Omar Hakim: uma referência na bateria

Omar Hakim: uma referência na bateria

Nero

Com 52 e uma carreira de 40, na qual gravou com nomes como Sting [no álbum de estreia a solo deste], David Bowie, Weather Report ou Dire Straights, Omar Hakim tornou-se um dos mais respeitados e reconhecidos bateristas da cena mundial. Actualmente mais dedicado ao jazz, esteve em Portugal para uma workshop [organizada pela Caius] e um festival, e também para falar da sua carreira à AS, naturalmente. Aqui fica algum do Know How que partilhou connosco.

O controlo dinâmico é o factor mais importante num baterista?
A dinâmica e o ouvido. Ouvires a música e perceber que ser baterista não é tanto sobre o que tocas, mas mais sobre o que NÃO tocas! Saber perceber o teu espaço, afinal um disco deve ser feito por uma banda, cada músico a suportar o músico que está ao seu lado, cada um com as suas partes e a banda a saber colá-las juntas.

É a experiência que vai acabar por definir o baterista, a sua rodagem?
Penso que não há qualquer dúvida a esse respeito, em qualquer instrumento! Com a experiência ficas mais confortável e há coisas que não aprendes na escola, é assim mesmo, tens que aprendê-las on the job! E quanto mais tocas, com músicos diferentes, em bandas diferentes, mais informação acolhes.

Ouvires a música e perceber que ser baterista não é tanto sobre o que tocas, mas mais sobre o que NÃO tocas!

Tiveste algum input neste novo modelo da Pearl, a Reference?
[Reference Series – Purple Craze: bombo de 24×18 ou 22×18; timbalões de 12×9 e 13×10; timbalões de chão de 16×16 e 18×15. A tarola é o seu modelo de assinatura]
Uma coisa que se pode dizer mesmo sobre a Pearl é que eles gostam de envolver os artistas. Enviam-nos protótipos, entrevistam-nos para saber a nossa opinião. Essa é a forma da Pearl fazer as coisas. São uma companhia muito atenta às necessidades do baterista contemporâneo. Algo que seja especificamente uma ideia minha, é a minha tarola de assinatura.

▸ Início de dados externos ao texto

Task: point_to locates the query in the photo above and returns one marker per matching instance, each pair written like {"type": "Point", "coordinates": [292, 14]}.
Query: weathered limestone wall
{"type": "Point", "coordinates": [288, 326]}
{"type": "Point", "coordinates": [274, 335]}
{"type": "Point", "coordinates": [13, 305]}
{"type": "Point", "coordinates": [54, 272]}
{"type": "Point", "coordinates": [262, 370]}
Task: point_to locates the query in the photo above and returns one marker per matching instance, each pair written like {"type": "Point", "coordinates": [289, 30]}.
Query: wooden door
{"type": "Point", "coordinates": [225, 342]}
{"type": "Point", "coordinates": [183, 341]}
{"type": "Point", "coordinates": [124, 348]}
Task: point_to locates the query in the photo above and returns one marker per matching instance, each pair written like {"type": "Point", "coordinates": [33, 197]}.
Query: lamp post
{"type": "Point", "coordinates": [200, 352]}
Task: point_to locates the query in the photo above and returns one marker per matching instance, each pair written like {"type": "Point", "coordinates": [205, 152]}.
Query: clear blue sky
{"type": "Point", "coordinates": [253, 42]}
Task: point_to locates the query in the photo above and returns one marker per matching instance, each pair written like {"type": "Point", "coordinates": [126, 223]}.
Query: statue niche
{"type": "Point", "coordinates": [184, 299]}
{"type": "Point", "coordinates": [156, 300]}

Que especificidades tem o teu modelo de tarola?
Senti que necessitava de uma tarola que ocupasse espaços diferentes em relação às que existiam no mercado, afinal a última coisa que é precisa é mais uma tarola para guardar na prateleira da loja de instrumentos. Reparei que muitos bateristas “coleccionavam” tarolas, de diferentes tipos, e depois nos anos 90 surgiram as tarolas piccolo. Senti que não necessitava disso, mas de um tamanho que não via por aí, normalmente, e decidi-me por um raio de 5×13. Escolhi o mogno africano como madeira, porque muitas vezes em tambores mais pequenos o som torna-se muito fino, mas este tipo de madeira tem uma tonalidade quente com um bom low-end. Quanto tens 13″ de diâmetro por 5″ de profundidade afastas-te duma tarola piccolo e já estamos na zona duma tarola alto, pelo menos gosto de chamar-lhe uma tarola alto. O que mais gosto neste modelo é que posso afiná-la de modo a fazer o mesmo que uma piccolo nas frequências altas, mas ainda consegue ter profundidade devida à madeira. E ainda lhe posso meter outra pele mais espessa, como uma pele Emperor, e afiná-la para registos mais graves. É uma tarola muito versátil e permite poupar muitos modelos na tua colecção de tarolas!

 

[entrevista completa na edição impressa da Arte Sonora nº 21]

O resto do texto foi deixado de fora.